Les commerçant du marché parallèle ont un argument simple, et redoutablement efficace « DES PRIX BAS, TRES BAS ». Ils estiment que leurs marchandises ne sont absolument pas d’une qualité moindre, sauf qu’ils les vendent à un prix faible vu qu’ils ne payent pas les charges liées au local commercial, au service après vente etc…Ils sont même allés à dire que les propriétaires de magasins s’approvisionnent de ces marchés parallèles (et ça ne m’étonne pas du tout)

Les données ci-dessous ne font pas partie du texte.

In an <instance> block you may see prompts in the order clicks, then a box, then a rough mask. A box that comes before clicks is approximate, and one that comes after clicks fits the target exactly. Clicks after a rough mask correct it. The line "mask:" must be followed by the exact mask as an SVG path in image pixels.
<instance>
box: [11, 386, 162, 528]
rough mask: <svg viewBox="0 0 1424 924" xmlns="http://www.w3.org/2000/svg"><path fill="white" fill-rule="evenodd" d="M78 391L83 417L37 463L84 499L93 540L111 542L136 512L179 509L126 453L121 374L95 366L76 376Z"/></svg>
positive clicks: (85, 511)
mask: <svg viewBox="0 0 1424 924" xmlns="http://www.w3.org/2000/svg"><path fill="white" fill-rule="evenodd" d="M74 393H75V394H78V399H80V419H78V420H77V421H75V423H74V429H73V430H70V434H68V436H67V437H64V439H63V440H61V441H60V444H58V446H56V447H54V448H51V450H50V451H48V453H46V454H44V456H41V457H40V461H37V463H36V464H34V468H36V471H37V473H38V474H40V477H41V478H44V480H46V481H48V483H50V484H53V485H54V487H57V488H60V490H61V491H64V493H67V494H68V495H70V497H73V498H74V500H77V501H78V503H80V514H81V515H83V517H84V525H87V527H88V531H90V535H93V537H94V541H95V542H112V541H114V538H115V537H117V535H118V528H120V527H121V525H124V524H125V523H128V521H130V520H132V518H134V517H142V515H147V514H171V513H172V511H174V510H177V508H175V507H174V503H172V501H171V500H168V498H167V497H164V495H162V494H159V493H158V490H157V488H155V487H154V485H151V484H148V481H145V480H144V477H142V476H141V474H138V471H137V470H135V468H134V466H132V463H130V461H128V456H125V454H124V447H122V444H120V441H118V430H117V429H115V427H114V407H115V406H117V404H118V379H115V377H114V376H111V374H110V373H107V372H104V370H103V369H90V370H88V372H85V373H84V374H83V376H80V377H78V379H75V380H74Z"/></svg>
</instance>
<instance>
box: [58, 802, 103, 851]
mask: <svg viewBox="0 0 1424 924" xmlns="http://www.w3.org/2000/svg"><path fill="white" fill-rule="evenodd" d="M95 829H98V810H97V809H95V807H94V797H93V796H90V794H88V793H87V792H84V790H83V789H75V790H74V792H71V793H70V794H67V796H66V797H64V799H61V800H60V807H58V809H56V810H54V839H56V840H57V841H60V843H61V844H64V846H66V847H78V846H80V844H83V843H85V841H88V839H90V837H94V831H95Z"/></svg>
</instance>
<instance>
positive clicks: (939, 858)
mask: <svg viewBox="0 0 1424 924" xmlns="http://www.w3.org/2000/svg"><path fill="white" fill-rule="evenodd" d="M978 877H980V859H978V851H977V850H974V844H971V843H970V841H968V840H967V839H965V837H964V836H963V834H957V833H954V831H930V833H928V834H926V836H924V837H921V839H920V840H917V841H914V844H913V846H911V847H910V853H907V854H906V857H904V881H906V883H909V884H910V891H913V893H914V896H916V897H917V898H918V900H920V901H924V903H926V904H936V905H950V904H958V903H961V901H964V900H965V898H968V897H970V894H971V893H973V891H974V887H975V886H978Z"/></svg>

Pourtant, les raison de se défier d’un tel commerce sont toujours là : Une qualité moindre, une durée de vie souvent excessivement courte, une absence totale de garantie, une conception et une matière de composition qui peuvent présenter un risque pour la santé…sans oublier que ces marchés nuisent à l’esthétique de la ville et surtout à l’économie nationale…
Mais on ne convaincra pas facilement un tunisien au salaire modeste de tourner le dos à un marché parallèle dont les prix sont excessivement moins bas.
La séduction qu’exerce ce marché est puissante et j’y succombe souvent ![]()

1 response so far ↓
1 AH (London, UK) // May 6, 2008 at 1:16 pm
J’aime toujours tes postes et tes observations tres sharp (spirituels - c’est le mot juste?) de la vie quotidienne SB!! Interessant savoir les raisons des prix bas donnes par les vendeurs qui ne veulent pas etre photographies… J’aime bien notre petit tour des rues de la Tunis - merci encore!